L’abito non fa il cuoco

Il percorso di uno chef evidenzia che nonostante l’attenzione mediatica verso questa professione, non è tutto rose e fiori. Di sicuro il talento va a braccetto con la gavetta, lunga e difficile, con l’umiltà, anche di sbagliare, ma non arrendersi, con la perseveranza di percorrere la propria strada con grande amore. Così si incontrano gli ingredienti, si scoprono gli abbinamenti, si gioca con le spezie, si sperimentano sapori, ci si confronta con altri cuochi e altri metodi, si gira il mondo, anche sopra le navi da crociera, per permettersi contaminazioni che solo la competenza intuisce e combina al proprio sapere. Con un blocco da disegno sempre pronto vicino a pentole e fuochi, si studia l’impiattamento migliore, esaltando odori, colori e sapori delle proprie creazioni, con la voglia di rivisitare, fondere, scoprire, dando consistenza a un talento. Un passato fatto di anni di frequentazione della cucina, da quella di casa, sin da piccolo, coinvolto nella preparazione di biscotti, torte, il sugo della nonna o anche a osservare il papà che, di solito di domenica, si mette ai fornelli con grande perizia e sforna manicaretti a volontà, alle cucine della scuola e quelle dei primi ristoranti dove si va per aiutare e al massimo ti lasciano pelare le patate. Una professione che si costruisce giorno dopo giorno, lavorando sodo, mandando giù ingiustizie, insuccessi, insoddisfazioni. E poi, dopo tanto sudare, ritrovarsi a essere scelto tra 500 colleghi per “Cortesie per gli ospiti” in tv...

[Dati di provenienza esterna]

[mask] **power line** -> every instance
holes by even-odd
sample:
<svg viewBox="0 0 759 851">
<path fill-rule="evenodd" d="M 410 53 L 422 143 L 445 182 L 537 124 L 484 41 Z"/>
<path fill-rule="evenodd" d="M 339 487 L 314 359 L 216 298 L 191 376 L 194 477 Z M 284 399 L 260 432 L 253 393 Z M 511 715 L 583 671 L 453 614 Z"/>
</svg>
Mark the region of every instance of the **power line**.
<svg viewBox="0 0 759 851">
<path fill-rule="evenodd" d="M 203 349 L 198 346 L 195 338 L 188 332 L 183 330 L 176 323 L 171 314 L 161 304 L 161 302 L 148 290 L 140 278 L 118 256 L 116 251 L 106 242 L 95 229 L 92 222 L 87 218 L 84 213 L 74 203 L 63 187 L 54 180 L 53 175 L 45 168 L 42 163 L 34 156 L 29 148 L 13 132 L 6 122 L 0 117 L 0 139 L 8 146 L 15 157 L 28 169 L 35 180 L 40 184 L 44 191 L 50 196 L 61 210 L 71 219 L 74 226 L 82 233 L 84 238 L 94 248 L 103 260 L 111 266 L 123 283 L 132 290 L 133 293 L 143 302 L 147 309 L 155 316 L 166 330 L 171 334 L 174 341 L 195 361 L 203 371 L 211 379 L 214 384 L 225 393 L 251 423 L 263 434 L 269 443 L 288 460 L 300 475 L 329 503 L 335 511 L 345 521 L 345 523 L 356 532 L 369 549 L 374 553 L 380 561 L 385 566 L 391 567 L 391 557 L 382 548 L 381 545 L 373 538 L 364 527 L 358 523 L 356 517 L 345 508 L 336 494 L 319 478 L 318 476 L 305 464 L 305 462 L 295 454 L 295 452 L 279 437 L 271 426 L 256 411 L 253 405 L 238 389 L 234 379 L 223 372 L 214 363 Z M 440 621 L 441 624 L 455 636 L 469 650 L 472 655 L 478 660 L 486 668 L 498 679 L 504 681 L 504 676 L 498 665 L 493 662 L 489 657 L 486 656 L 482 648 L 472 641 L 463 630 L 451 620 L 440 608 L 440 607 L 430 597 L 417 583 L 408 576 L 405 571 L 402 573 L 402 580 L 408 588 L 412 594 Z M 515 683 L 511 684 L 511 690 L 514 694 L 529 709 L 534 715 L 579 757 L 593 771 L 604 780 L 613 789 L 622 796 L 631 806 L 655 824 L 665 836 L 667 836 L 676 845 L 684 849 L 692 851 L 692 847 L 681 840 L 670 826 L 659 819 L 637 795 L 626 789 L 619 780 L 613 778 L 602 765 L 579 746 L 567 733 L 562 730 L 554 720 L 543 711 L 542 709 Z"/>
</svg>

Alessandro Borghese con la cucina si esprime e ogni suo piatto racconta non solo la sua creatività, ma anche il suo sfidarsi continuamente. Interessante il racconto che fa di se stesso. Certo riconosce di essere stato fortunato per essersi trovato spesso nel posto giusto al momento giusto e per essere così spontaneo e immediatamente simpatico, ma dimostra anche il suo saper fare nelle ricette che inserisce e che spesso sono preziose rivisitazioni di piatti della tradizione. E come un documento preciso e puntuale del suo lavoro, inserisce nel volume anche gli schizzi che mette su carta, una volta fissata la ricetta, quelli che gli serviranno per impiattare. Nulla di lasciato al caso, come se in cucina ci fosse il suo mondo perfetto, dove far parlare la sua fantasia, insieme alla musica. Scrive la sua storia, con semplicità. Potrebbe essere la storia di molti altri chef fatta di attenzione ai particolari, alla materia prima di qualità, provando, sbagliando e riprovando. Su una cosa è decisamente ammirevole: è consapevole che in questa professione che si è scelto non si arriva davvero mai, perché ci si deve sempre rinnovare, misurare con una nuova ispirazione, un nuovo provare, sbagliare e riprovare, perché “Si modella un cibo, se ne sente l'odore, se ne assapora il gusto e soprattutto non si rinuncia mai a crearlo col cuore. La soddisfazione sul viso di chi assaggia ti ripagherà di tutti gli errori che hai fatto in passato”.